On the role of Arg-210 and Glu-219 of subunit α in proton translocation by the Escherichia coli F₀F₁-ATP synthase

A strain of Escherichia coli was constructed which had a complete deletion of the chromosomal uncB gene encoding subunit a of the F₀F₁-ATP synthase. Gene replacement was facilitated by a selection protocol that utilized the sacB gene of Bacillus subtilis cloned in a kanamycin resistance cartridge (Ried, J. L., and Collmer, A. (1987) Gene (Amst.) 57, 239-246). F₀ subunits b and c inserted normally into the membrane in the ΔuncB strain. This observation confirms a previous report (Hermolin, J., and Fillingame, R. H. (1995) J. Biol. Chem. 270, 2815-2817) that subunit a is not required for the insertion of subunits b and c. The ΔuncB strain has been used to characterize mutations in Arg-210 and Glu-219 of subunit α, residues previously postulated to be essential in proton translocation.

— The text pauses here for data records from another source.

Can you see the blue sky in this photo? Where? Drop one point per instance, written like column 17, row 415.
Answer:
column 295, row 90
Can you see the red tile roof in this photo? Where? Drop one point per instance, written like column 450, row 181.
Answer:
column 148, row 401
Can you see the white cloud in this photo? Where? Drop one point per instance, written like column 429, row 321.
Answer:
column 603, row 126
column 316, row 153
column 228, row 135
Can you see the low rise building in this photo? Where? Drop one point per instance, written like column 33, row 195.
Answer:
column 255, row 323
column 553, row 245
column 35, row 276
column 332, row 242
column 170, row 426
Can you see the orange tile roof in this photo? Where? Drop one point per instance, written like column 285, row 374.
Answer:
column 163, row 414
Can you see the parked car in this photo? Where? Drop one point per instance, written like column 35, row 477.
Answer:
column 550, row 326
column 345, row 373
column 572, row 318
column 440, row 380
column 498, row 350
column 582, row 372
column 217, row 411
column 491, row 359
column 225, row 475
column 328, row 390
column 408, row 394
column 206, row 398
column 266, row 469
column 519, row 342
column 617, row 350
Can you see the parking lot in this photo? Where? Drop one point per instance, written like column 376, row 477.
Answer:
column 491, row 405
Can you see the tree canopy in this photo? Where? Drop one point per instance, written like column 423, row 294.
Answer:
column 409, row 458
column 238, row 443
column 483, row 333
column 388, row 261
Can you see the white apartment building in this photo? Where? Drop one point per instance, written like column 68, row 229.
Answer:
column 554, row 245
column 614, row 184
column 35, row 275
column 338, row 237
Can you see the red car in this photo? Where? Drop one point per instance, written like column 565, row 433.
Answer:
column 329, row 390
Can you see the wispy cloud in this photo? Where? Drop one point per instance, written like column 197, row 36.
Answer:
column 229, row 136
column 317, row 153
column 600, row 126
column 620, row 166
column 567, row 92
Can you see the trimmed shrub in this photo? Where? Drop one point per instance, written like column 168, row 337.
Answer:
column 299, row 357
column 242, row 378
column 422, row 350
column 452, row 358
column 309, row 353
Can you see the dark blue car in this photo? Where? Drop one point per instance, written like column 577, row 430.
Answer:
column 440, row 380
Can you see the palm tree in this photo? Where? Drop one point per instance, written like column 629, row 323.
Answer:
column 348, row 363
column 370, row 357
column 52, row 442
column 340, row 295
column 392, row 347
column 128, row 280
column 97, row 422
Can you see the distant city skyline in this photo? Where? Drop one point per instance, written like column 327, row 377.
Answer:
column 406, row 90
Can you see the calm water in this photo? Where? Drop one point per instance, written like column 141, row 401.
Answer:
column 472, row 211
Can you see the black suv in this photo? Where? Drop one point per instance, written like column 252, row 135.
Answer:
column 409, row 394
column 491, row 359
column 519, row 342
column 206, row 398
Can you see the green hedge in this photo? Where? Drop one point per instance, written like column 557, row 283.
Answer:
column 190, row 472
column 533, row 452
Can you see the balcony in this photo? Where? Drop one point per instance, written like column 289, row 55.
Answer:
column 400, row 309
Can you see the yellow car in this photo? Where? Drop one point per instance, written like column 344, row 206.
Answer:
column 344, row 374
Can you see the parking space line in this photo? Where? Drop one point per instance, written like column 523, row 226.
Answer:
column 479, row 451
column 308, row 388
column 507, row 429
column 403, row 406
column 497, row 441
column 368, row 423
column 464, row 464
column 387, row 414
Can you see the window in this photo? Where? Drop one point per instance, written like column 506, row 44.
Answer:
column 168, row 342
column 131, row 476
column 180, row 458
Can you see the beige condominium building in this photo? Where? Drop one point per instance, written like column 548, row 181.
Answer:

The αE219G and αE219K mutants grew on a succinate carbon source via oxidative phosphorylation and membranes from these mutants exhibited ATPase-coupled proton translocation (i.e. ATP driven 9-amino-6-chloromethoxyacridine quenching responses that were 60-80% of wild type membranes). We conclude that the αGlu-219 residue cannot play a critical role in proton translocation. The αR210A mutant did not grow on succinate and membranes exhibited no ATPase-coupled proton translocation. However, on removal of F₁ from membrane, the αR210A mutant F₀ was active in passive proton translocation, i.e. in dissipating the ΔpH normally established by NADH oxidation with these membrane vesicles. αR210A membranes with F₁ bound were also proton permeable. Arg-210 of subunit α may play a critical role in active H⁺ transport that is coupled to ATP synthesis or hydrolysis, but is not essential for the translocation of protons across the membranes.